No worries. I can not claim that it is a simple problem to just immediately understand. Worse, I am not good enough in my understanding, to explain in a message forum. :(

I can say that it is easy, once you understand it more. It will take some time.

Countering that point, though; if you have a codebase that is rapidly changing at all times... there really isn't anything git can do to help.


Well, the problem for me is what I perceive to be the discrepancy between how rebase is supposed to work, and what it actually does when I use it. I would like to think I understand it but I guess you could argue I don't. At any rate I'm not really learning about it, I just don't do it anymore because I kept getting burnt by it.

My teammates have suggested to simply merge master into the branch so I do that now. It adds a commit to the branch, but Github is smart enough not to litter up the PR diff with the merge commit.

Our codebase doesn't change that much, every commit to master has to go through a PR and get approved.
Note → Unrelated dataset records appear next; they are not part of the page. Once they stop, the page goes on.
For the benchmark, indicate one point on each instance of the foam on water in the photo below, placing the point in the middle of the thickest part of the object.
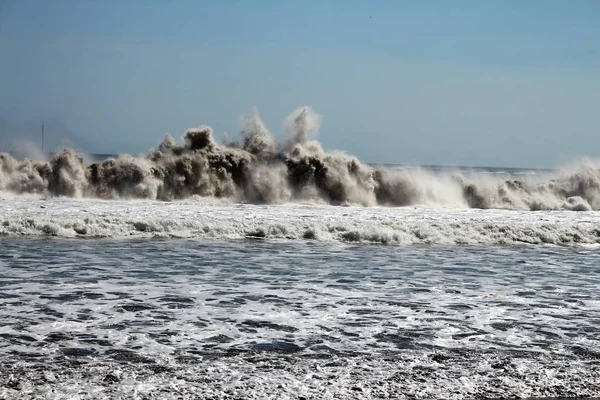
(186, 319)
(383, 225)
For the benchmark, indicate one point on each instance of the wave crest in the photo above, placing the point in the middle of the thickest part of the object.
(259, 170)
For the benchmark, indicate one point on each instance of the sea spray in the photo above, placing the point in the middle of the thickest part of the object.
(260, 170)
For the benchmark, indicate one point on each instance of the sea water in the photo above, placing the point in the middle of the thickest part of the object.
(208, 299)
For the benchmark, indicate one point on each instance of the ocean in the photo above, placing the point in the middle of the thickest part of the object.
(281, 271)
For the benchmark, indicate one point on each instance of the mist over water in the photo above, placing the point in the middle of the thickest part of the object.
(260, 170)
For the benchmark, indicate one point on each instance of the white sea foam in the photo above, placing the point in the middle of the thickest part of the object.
(262, 171)
(218, 220)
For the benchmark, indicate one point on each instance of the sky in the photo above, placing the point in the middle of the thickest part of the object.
(462, 82)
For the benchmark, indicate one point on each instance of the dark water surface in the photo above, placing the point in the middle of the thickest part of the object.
(266, 319)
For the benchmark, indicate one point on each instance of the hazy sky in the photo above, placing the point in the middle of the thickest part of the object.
(475, 82)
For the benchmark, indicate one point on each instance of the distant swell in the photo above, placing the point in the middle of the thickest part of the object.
(260, 170)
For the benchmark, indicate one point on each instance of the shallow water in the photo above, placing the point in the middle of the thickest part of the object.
(172, 318)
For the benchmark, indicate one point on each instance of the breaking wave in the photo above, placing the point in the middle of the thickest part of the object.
(262, 171)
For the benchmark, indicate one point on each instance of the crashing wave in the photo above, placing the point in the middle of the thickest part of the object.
(260, 170)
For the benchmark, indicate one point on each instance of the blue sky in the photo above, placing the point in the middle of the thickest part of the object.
(492, 83)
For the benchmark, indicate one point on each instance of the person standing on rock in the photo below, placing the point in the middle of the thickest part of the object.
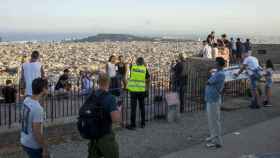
(31, 70)
(213, 98)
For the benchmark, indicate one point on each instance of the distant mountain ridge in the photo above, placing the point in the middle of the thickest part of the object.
(122, 37)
So fortunately we don't have to contend with that.


Only thing I can say is that rebase is exactly the same as reseting to the merge base, then cherry picking each individual commit that was lost in the reset. This means if you did 10 commits locally, it may stop 10 times to have you fix things. Versus a merge, which just does a single commit.

That said, I will also say that any worries about having merge commits in the history should largely be overcome. They actually provide useful information and are easy to ignore if you want.